We agreed that compromises will be needed to achieve the necessary gender, political, geographic and demographic balance. From Ireland's perspective, it is also important that suitable and qualified people fill these posts, who have an understanding of Ireland’s particular issues and concerns, especially when it comes to Brexit. It is essential that we come up with a compromise package that reflects the diversity of the EU and that can gain adequate support in the European Council and the European Parliament but also reflects the outcome of the European elections.
The current President of the ECB, Mario Draghi, attended his final meeting of the eurozone summit on Friday and I took the opportunity to thank him on behalf of Ireland for his excellent work over the past eight years. We agreed that finance ministers should continue their work on strengthening EMU, including the budgetary instrument for convergence and competitiveness, BICC. The new budgetary instrument is a step towards a eurozone budget and will be designed to promote convergence and competitiveness within the eurozone. I would also like more progress towards a European deposit insurance scheme but I acknowledge that some countries have reservations about this.
We are working to ensure that the European economy continues to bring increased employment and greater prosperity to our citizens. Before the European Council ended on Friday, the EU 27 leaders had a brief discussion on Brexit. We re-affirmed that, irrespective of who will be the next British Prime Minister, our position is unchanged. The withdrawal agreement, including the backstop, is not for renegotiation, and any unilateral commitments by the UK Government must be compatible with the letter and the spirit of the withdrawal agreement. We are, of course, prepared to amend the political declaration on the future relationship, if the UK position evolves, and we will of course listen to any proposals or ideas the new Prime Minister has.

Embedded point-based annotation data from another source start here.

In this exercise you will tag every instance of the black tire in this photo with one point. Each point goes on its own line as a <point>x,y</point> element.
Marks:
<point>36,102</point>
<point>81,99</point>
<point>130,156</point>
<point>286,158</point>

The decision of the European Council in April to extend the Article 50 deadline until 31 October was taken to facilitate the cross-party talks in the UK and for a further round of binding indicative votes.
Regrettably these failed, so a no-deal Brexit cannot be ruled out. We are, therefore, continuing our intensive preparations at domestic and EU level for the possibility of no-deal.
I had a good bilateral meeting with Mr. Michel Barnier before the European Council on Thursday morning at which we also discussed Brexit. We noted the strong and consistent
EU position and agreed to stay in touch over the months ahead. In addition to participating in the formal discussions over the two days, I also engaged informally with many of my EU counterparts in the margins of the meetings, using the opportunity, as I always do, to promote Irish interests. I was pleased to welcome the new Finnish Prime Minister and the new acting Chancellor of Austria.
I look forward to hearing statements from Members.